Estaba profundamente dormida, como no lo había hecho en meses. Mucho tuvo que ver la pastilla que le medicó su hermano Guillermo; como fuere, se había dormido y ya era bastante.
Su rostro lo decía todo: las ojeras por las malas noches que había temido en meses, se mostraban como anteojeras cubriendo esos ojos negros, hundidos y amarillentos. Las arrugas recorrían la faz de una mujer que estaba luchando por vivir desde hacía un año atrás; cuarteaban cada tramo de su rostro como indicando la cantidad de veces que le tocó sufrir a aquella mujer que –según decía ella misma- había vendió a este valle de lagrimas, solo para sufrir por los demás.

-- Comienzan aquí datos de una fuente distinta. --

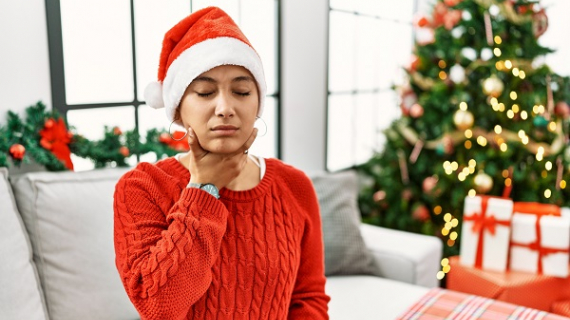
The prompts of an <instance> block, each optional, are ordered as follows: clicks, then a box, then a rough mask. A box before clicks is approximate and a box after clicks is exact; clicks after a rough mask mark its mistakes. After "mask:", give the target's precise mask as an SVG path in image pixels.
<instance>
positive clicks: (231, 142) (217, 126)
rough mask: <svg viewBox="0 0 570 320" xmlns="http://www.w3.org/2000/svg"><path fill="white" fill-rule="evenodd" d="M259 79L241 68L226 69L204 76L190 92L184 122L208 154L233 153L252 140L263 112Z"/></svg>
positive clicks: (211, 72) (231, 65)
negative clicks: (257, 81) (259, 99)
mask: <svg viewBox="0 0 570 320" xmlns="http://www.w3.org/2000/svg"><path fill="white" fill-rule="evenodd" d="M258 95H259V94H258V90H257V85H256V82H255V79H254V78H253V76H252V75H251V73H250V72H249V71H248V70H247V69H245V68H244V67H241V66H233V65H223V66H218V67H216V68H214V69H212V70H209V71H207V72H204V73H202V74H201V75H199V76H198V77H196V79H194V81H192V83H190V85H189V86H188V88H186V92H185V93H184V96H183V97H182V101H181V102H180V118H181V121H182V123H183V124H184V127H186V128H188V127H191V128H192V129H193V130H194V132H195V133H196V136H197V137H198V141H199V142H200V145H201V146H202V148H203V149H204V150H207V151H210V152H214V153H232V152H235V151H236V150H238V149H239V148H240V147H241V146H242V145H243V144H244V143H245V142H246V140H247V139H248V138H249V136H250V135H251V133H252V131H253V125H254V122H255V118H256V115H257V110H258V108H259V96H258Z"/></svg>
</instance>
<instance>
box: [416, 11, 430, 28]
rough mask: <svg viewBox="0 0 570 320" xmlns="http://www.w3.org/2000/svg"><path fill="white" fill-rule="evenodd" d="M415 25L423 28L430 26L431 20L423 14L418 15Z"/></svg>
mask: <svg viewBox="0 0 570 320" xmlns="http://www.w3.org/2000/svg"><path fill="white" fill-rule="evenodd" d="M414 23H415V25H416V26H418V27H420V28H423V27H426V26H428V25H429V20H428V19H427V17H426V16H425V15H423V14H418V15H416V16H415V18H414Z"/></svg>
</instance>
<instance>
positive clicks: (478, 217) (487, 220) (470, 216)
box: [463, 197, 511, 268]
mask: <svg viewBox="0 0 570 320" xmlns="http://www.w3.org/2000/svg"><path fill="white" fill-rule="evenodd" d="M490 198H491V197H482V199H481V211H480V212H475V213H473V214H471V215H469V216H464V217H463V220H464V221H473V228H472V229H471V230H473V232H475V233H478V234H479V240H478V241H477V253H476V255H475V268H481V267H482V266H483V245H484V244H483V234H484V231H485V230H489V233H490V234H492V235H494V234H495V232H496V227H497V225H502V226H510V225H511V221H510V220H498V219H495V217H494V216H486V213H487V205H488V202H489V199H490Z"/></svg>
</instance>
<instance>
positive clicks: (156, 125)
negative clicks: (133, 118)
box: [139, 105, 175, 139]
mask: <svg viewBox="0 0 570 320" xmlns="http://www.w3.org/2000/svg"><path fill="white" fill-rule="evenodd" d="M169 125H170V122H168V119H167V118H166V112H165V111H164V109H153V108H151V107H149V106H147V105H142V106H139V133H140V135H141V137H142V138H143V139H144V138H145V137H146V133H147V131H148V130H150V129H158V130H168V126H169ZM172 130H173V131H174V130H175V128H172Z"/></svg>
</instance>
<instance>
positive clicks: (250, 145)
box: [236, 128, 259, 154]
mask: <svg viewBox="0 0 570 320" xmlns="http://www.w3.org/2000/svg"><path fill="white" fill-rule="evenodd" d="M258 131H259V130H257V128H253V131H252V132H251V135H250V136H249V138H248V139H247V141H246V142H245V143H244V144H243V146H241V148H239V150H238V151H237V152H236V153H246V154H247V153H248V151H249V148H251V145H253V142H254V141H255V138H257V132H258Z"/></svg>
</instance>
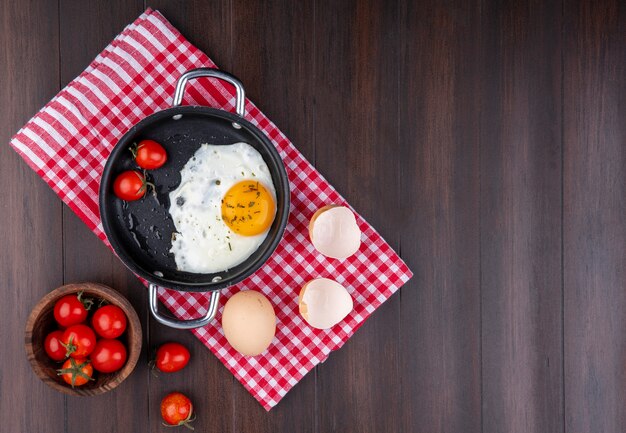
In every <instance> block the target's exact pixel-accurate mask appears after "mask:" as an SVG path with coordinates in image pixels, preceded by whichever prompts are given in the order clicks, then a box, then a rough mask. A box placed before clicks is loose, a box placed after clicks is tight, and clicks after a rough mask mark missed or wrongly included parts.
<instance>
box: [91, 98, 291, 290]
mask: <svg viewBox="0 0 626 433" xmlns="http://www.w3.org/2000/svg"><path fill="white" fill-rule="evenodd" d="M172 112H174V113H181V112H182V114H183V115H182V117H180V118H174V117H173V115H172ZM177 117H178V116H177ZM233 120H237V117H235V116H234V115H230V113H225V112H222V111H220V110H213V109H209V108H205V107H181V108H178V109H170V110H165V111H162V112H159V113H157V114H154V115H152V116H150V117H149V118H147V119H145V120H144V121H142V122H140V123H139V124H137V125H136V126H135V127H133V128H132V129H131V130H130V131H129V132H128V133H127V134H126V135H125V136H124V137H123V138H122V140H121V141H120V143H119V144H118V145H117V146H116V148H115V149H114V150H113V152H112V153H111V155H110V157H109V161H108V162H107V168H106V169H105V173H104V175H103V179H102V182H103V185H102V186H101V200H100V203H101V213H106V214H107V218H106V220H107V221H106V222H105V231H107V236H108V237H109V241H110V242H111V244H112V245H113V247H114V249H115V251H116V253H117V254H118V255H119V256H120V258H121V259H122V260H123V261H124V262H125V263H126V264H127V266H129V268H131V270H133V271H134V272H135V273H138V274H139V275H140V276H143V277H144V278H146V279H149V280H151V281H154V282H157V283H159V284H160V285H164V286H166V287H171V288H177V289H179V290H187V291H189V290H194V287H195V288H196V289H197V290H198V291H201V290H202V291H204V290H212V289H218V288H221V287H223V286H224V285H226V284H222V283H221V282H222V281H224V282H229V284H234V283H235V282H238V281H240V280H241V279H243V278H245V277H246V276H247V275H248V274H249V273H250V272H249V270H250V268H251V267H255V269H256V268H257V267H259V266H260V265H261V264H262V262H264V261H265V260H266V259H267V256H268V255H269V254H268V249H269V250H273V245H275V244H276V242H274V240H275V238H276V237H277V236H278V237H280V236H281V235H282V230H283V228H284V224H283V225H282V227H281V224H280V220H281V217H280V215H281V214H283V213H284V211H285V206H288V203H286V200H285V198H284V197H283V194H282V192H281V191H284V187H283V186H282V185H283V182H284V180H282V179H281V175H280V173H281V171H284V168H282V166H281V165H280V164H281V162H280V161H277V158H279V157H278V155H277V153H276V152H275V151H274V152H273V154H272V152H270V151H269V150H268V147H267V146H268V145H269V146H272V150H273V145H272V144H271V143H270V142H269V141H268V140H267V138H265V137H264V136H262V135H261V134H260V133H259V132H258V131H255V130H254V128H252V127H250V125H249V124H248V125H246V123H241V124H242V126H243V127H242V128H241V129H236V128H234V127H233V125H232V122H233ZM142 139H151V140H155V141H157V142H158V143H160V144H161V145H163V147H164V148H165V149H166V151H167V155H168V161H167V163H166V164H165V165H164V166H163V167H161V168H159V169H157V170H151V171H149V172H148V173H149V180H150V181H151V182H152V183H154V185H155V186H156V195H154V194H146V195H145V196H144V197H143V198H142V199H140V200H137V201H133V202H124V201H122V200H119V199H118V198H117V197H115V195H114V193H113V188H112V185H113V180H114V179H115V178H116V177H117V175H118V174H119V173H121V172H123V171H125V170H131V169H137V166H136V165H135V163H134V162H133V160H132V155H131V153H130V151H129V150H128V148H129V147H130V146H132V144H133V143H134V142H138V141H139V140H142ZM236 142H245V143H248V144H250V145H251V146H253V147H254V148H255V149H256V150H257V151H258V152H259V153H260V154H261V156H262V157H263V159H264V161H265V163H266V164H267V165H268V167H269V170H270V173H271V175H272V180H273V182H274V186H275V189H276V192H277V197H276V198H277V203H276V204H277V212H276V217H275V219H274V222H273V224H272V226H271V228H270V231H269V233H268V235H267V237H266V239H265V240H264V242H263V243H262V244H261V246H260V247H259V248H258V249H257V250H256V251H255V252H254V253H253V254H252V255H251V256H250V257H249V258H248V259H247V260H245V261H244V262H243V263H242V264H240V265H238V266H236V267H234V268H232V269H229V270H227V271H223V272H220V273H216V274H195V273H188V272H182V271H178V270H177V269H176V263H175V261H174V255H173V254H171V253H170V252H169V250H170V248H171V238H172V233H174V232H175V231H176V229H175V227H174V222H173V221H172V218H171V217H170V214H169V211H168V209H169V206H170V203H169V193H170V192H171V191H173V190H175V189H176V188H177V187H178V185H179V183H180V170H181V169H182V168H183V166H184V165H185V164H186V163H187V161H188V160H189V159H190V158H191V157H192V156H193V154H194V153H195V152H196V151H197V150H198V149H199V147H200V146H201V145H202V144H204V143H209V144H215V145H229V144H233V143H236ZM263 142H265V143H263ZM281 180H282V181H281ZM102 219H103V222H104V220H105V218H104V215H103V218H102ZM106 226H108V227H106ZM272 244H273V245H272ZM269 253H271V251H269ZM155 280H156V281H155Z"/></svg>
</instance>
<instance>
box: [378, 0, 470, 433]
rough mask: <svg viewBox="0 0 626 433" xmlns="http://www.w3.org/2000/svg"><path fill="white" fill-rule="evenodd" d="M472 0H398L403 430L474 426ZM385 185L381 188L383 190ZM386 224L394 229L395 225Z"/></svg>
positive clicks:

Sus labios arrugaditos y hundidos desnudaban la ausencia dental y junto al color de su piel bronceada por los años era el maquillaje natural más sublime que sus hijos habían observado en ella desde pequeños. El cabello artificial que cubría su cabeza estaba muy maltratado, desprendiéndose de la base y además la hacía ver muy extraña. Era una sensación muy rara. Estaban ahí, frente a una mujer que jamás había dejado de luchar y que aun sabiendo a la muerte cerca de su vida, seguía porfiándola y retando a muchos duelos más.
Era una noche especial para todos pues la pudieron contemplar en toda su dimensión después de años. La verdad es que nunca tuvieron la oportunidad de hacerlo ni la intención de logarlo. Por eso era especial; además, sabían que era una de las últimas veces que podrían hacer ello. No desperdiciaron ni un solo instante y se sentaron a mirarla toda esa noche.
Ella estaba ahí, acostada sobre una sábana blanca y cubierta con unas colchas de colores floridos; llevaba una chompita negra, pantaloncito de lana azul, medias gruesas y de color negro. Había bajado de peso, estaba muy delgada, parecía una niñita frágil cuyos huesos se suspendían de la vida a través de la piel sufrida y bronceada por las inclemencias de de un destino particular que le tocó vivir.
Mientras la observaba, Enrique empezó a recordar aquella vez cuando había enfermado con tuberculosis y quedó postrada en cama un buen tiempo. La imagen de ese niño pidiéndole que no se muera ocupó todo su cerebro. Le prometió muchas cosas, le suplicó de mil maneras; le lloró a esas manitos amarillentas de tanta enfermedad. Es que no era poco lo que le pedía: No quería que se muera. Cuando sintió las lágrimas de su hijo, lo cogió de la cabeza, lo apoyó en su pecho y le susurró:
- ¡No llores hijito, seca tus lágrimas!, aun no es mi tiempo, yo sé cuando me voy a morir, ya conversé con la muerte y me ha dicho que falta mucho para irme con ella.
Mientras recordaba ese momento, Enrique pensó si habría llegado la hora. Total, ella no quería morir de vieja y siempre dijo que cuando quisiera morir, lo haría.
A veces pienso que no quiso dormir todo este tiempo por temor a no despertar más. Enrique la ha escuchado decir que ya no le importa nada, que ahora prefiere morir, que ya está cansada de tanta enfermedad y quiere irse; total ya logró a sus hijos y no tiene nada más que hacer en este mundo. Sus hijos muestran la angustia natural de la muerte, están con ganas de despertarla, vaya a ser que no quiera levantarse más.
Ella me contó un sueño reciente: estaba en su pueblito, con su lorito verde, su cabrita, entre los cerros cubiertos de vegetación y de repente apareció un jinete elegante y muy portentoso que la persiguió por los cerros hasta que la agotó de tanto correr y la alcanzó. Se la llevó hacia sus entrañas, el cerro la estaba llamando y a diferencia de otras veces, ella se cansó y dejó atrapar; se cansó y se dejó llevar a las entrañas de ese ser extraño. Cuando me contó ese sueño se me estremeció la piel, ella y yo sabemos lo que significa, sus hijos no tienen ni idea. Ella está resignada; yo, prefiero esperar pues confío en que seguirá peleando por ella, por sus hijos, por nosotros.